P-L.A. : Au préalable, nous avions, c'est vrai, été victimes de la grève des dockers à Marseille, qui nous avait privé de notre approvisionnement en moteurs... Alors que nous les attendions fin mai, ils nous ont finalement été livrés dans la deuxième quinzaine de juillet. Cela a évidemment causé une distorsion dans nos flux, mais nous avions par la suite repris les livraisons. Le personnel a travaillé d'arrache-pied pour rattraper ce retard.
Boursier.com : Avez-vous suspendu votre production ?
P-L.A. : Il est évident que la production a été troublée lors des deux derniers mois de l'année. Mais nos commandes demeurent... Nous n'avons enregistré aucune annulation et recevons encore des prises de commandes à l'heure actuelle. Si le Tribunal de Commerce nous a accordé une période d'observation de 6 mois, c'est bien qu'il a compris que, sur le fonds, notre activité tient le choc ! Aujourd'hui, nous oeuvrons pour relancer très vite la production et répondre à nos commandes.
Boursier.com : Votre situation de cessation de paiement ne risque t-elle pas de faire fuir vos clients ?
P-L.A. : Dès la décision du Tribunal de Commerce connue, nous avons avisé de la situation tous nos clients importants... Ils ont intégralement confirmé leurs commandes et nos relations demeurent excellentes ! Le carnet de commandes est toujours aussi nourri... La déclaration de cessation de paiement va nous permettre de relancer la machine et de pouvoir répondre à notre carnet de commandes. Nous avons même reçu des soutiens de la part de certains clients qui ont accepté d'améliorer, en notre faveur, les conditions de paiement.
Boursier.com : Y a t-il une issue d'ordre capitalistique pour Scorpa?
P-L.A. : Nous menons en effet des discussions avec des industriels et des investisseurs pour envisager une solution capitalistique...
Boursier.com : Prend-elle la forme d'une prise de participation majoritaire ?
P-L.A. : Nous menons plusieurs discussions qui vont effectivement dans le sens d'une prise de participation majoritaire de la part d'un repreneur.

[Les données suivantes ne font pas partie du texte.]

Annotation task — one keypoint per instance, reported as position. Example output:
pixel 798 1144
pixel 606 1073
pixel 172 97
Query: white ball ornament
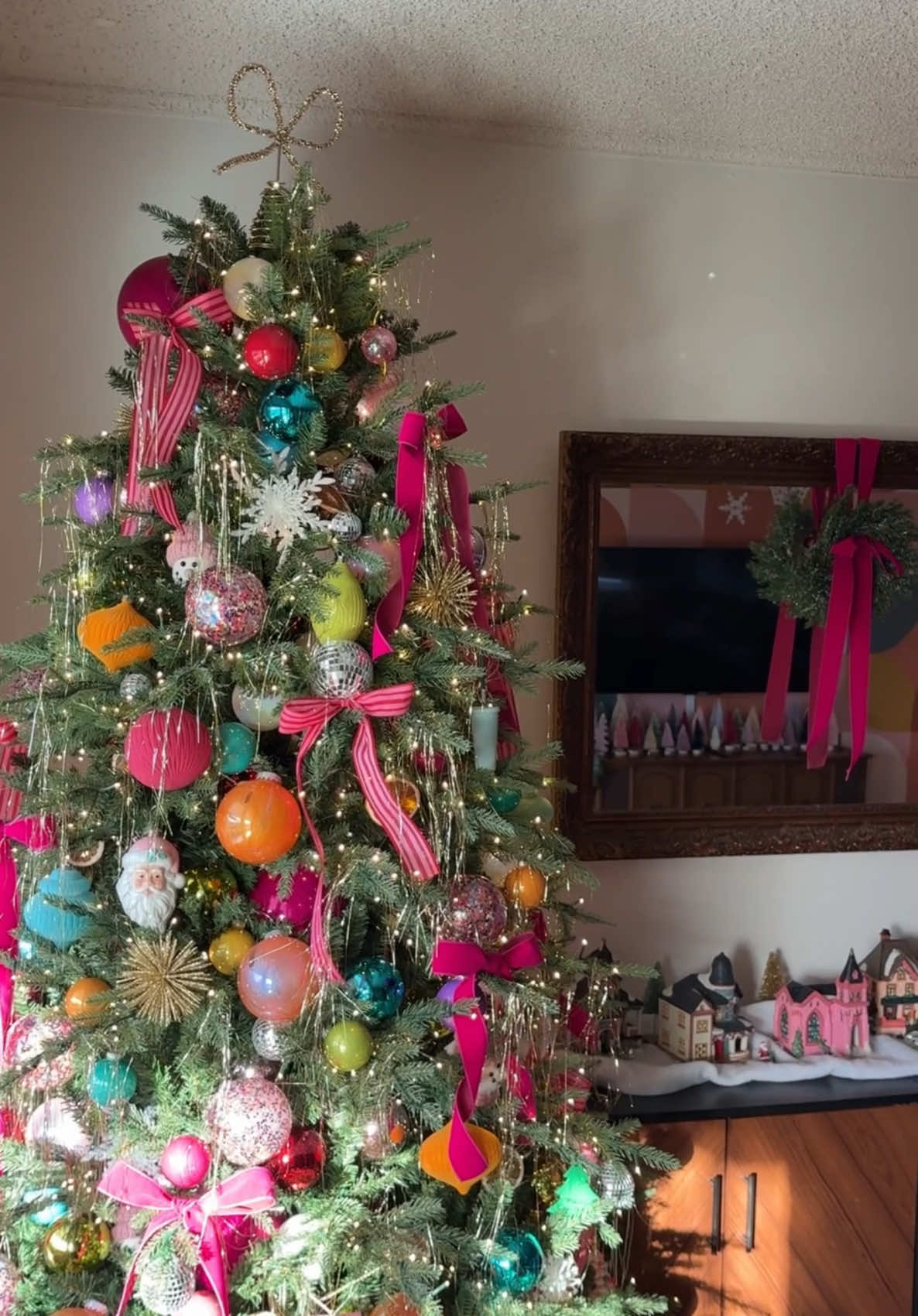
pixel 249 270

Boursier.com : Vous aviez expliqué, par le passé, que le maintien en France de votre production était important pour vous et désormais vous annoncez une possible délocalisation...
P-L.A. : C'est un des éléments importants de nos discussions effectivement... Selon l'identité de l'industriel, il y aura, ou non, une délocalisation de nos activités. Si délocalisation il doit y avoir, ce sera en Europe. Personnellement, je me bats pour que la solution choisie permette de conserver la marque sur le sol Français.
Boursier.com : Vous espériez des bénéfices en 2008, ce sera donc une perte... Pouvez-vous nous donner une idée de son ampleur ?
P-L.A. : Je n'ai pas pour l'instant une idée précise de la perte annuelle de Scorpa. Elle sera importante, mais, aujourd'hui, la société est restructurée et il faut avoir à l'esprit que le point mort de Scorpa est atteint deux fois plus vite.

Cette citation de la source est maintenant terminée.